The other IMSCC semifinals match will be between IM Greg Shahade and IM Levy Rozman on Monday, March 8 at 1 p.m. Pacific time / 22:00 Central European time. Tune in live at Chess.com/tv and Twitch.tv/chess.
The final score in the Molina-Hauge match does not reflect how close the match was, as Molina was only up one game before entering the bullet portion of the match. It was in the one-minute segment that Molina went on a 6.5-0.5 spree to take the match.
The live broadcast of the Molina-Hauge match.
The score was still equal after the eight games in the five-minute portion, thanks to a strong comeback from Hauge who was two points down initially. Molina immediately took the lead in a tense first game.
The 35-year-old Brazilian IM from Belo Horizonte, a city about 400 km (248.5 mi) north of Rio de Janeiro, showed his relief on camera as he had survived the dangerous-looking 22…Qg5 move.
Molina also won game four as Black, but by winning games six and seven Hauge tied the score again. Here’s the first of those two wins for the 22-year-old Norwegian IM.
Although Molina had carefully defended against the threat to g2 in the very first game, Hauge completely missed the motif in one of the three-minute games. It was Molina who came out on top in that segment and so he went into the bullet phase with an 8-7 lead.
As said, it was only in the bullet portion where Molina really made the difference as he scored 6.5-0.5 in that part.

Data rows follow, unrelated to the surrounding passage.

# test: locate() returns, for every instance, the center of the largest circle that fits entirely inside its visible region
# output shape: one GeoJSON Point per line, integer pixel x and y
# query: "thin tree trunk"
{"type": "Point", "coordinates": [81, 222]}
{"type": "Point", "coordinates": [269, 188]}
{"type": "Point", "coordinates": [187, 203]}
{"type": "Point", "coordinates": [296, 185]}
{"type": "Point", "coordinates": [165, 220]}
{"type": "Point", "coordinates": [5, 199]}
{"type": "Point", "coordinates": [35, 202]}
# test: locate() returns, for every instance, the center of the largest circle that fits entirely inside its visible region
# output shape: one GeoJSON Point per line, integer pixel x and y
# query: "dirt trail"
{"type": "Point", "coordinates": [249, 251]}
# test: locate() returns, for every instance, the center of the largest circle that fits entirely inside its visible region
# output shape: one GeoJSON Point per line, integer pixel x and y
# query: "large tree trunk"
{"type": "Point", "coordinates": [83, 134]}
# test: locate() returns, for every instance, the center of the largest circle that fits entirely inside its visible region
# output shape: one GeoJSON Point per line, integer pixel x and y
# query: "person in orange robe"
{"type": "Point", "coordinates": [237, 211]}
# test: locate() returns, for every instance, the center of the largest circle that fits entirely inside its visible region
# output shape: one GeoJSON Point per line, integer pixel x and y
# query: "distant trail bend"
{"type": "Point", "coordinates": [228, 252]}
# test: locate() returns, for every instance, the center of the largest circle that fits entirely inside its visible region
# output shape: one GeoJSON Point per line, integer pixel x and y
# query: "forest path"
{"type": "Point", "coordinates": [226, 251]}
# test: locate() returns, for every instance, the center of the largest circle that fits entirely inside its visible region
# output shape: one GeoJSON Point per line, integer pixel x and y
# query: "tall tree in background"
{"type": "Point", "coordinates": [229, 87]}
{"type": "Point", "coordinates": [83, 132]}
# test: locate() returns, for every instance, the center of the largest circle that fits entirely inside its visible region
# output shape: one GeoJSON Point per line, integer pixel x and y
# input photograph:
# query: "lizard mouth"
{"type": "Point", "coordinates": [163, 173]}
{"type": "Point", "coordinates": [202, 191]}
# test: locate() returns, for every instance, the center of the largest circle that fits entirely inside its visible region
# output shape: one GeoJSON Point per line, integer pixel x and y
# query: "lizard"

Here’s game 20, another one of the many games in this match with an isolated queen’s pawn for Black:
Hauge said that in the last couple of 3|1 games he played “very poorly” that perhaps predicted what would happen next: “When I went into the bullet, I knew I didn’t have a chance.”
Molina will now face either Rozman or Shahade and said he doesn’t really have a preferred opponent for the final: “I think both players are great. I just will watch their games and maybe start some preparation.”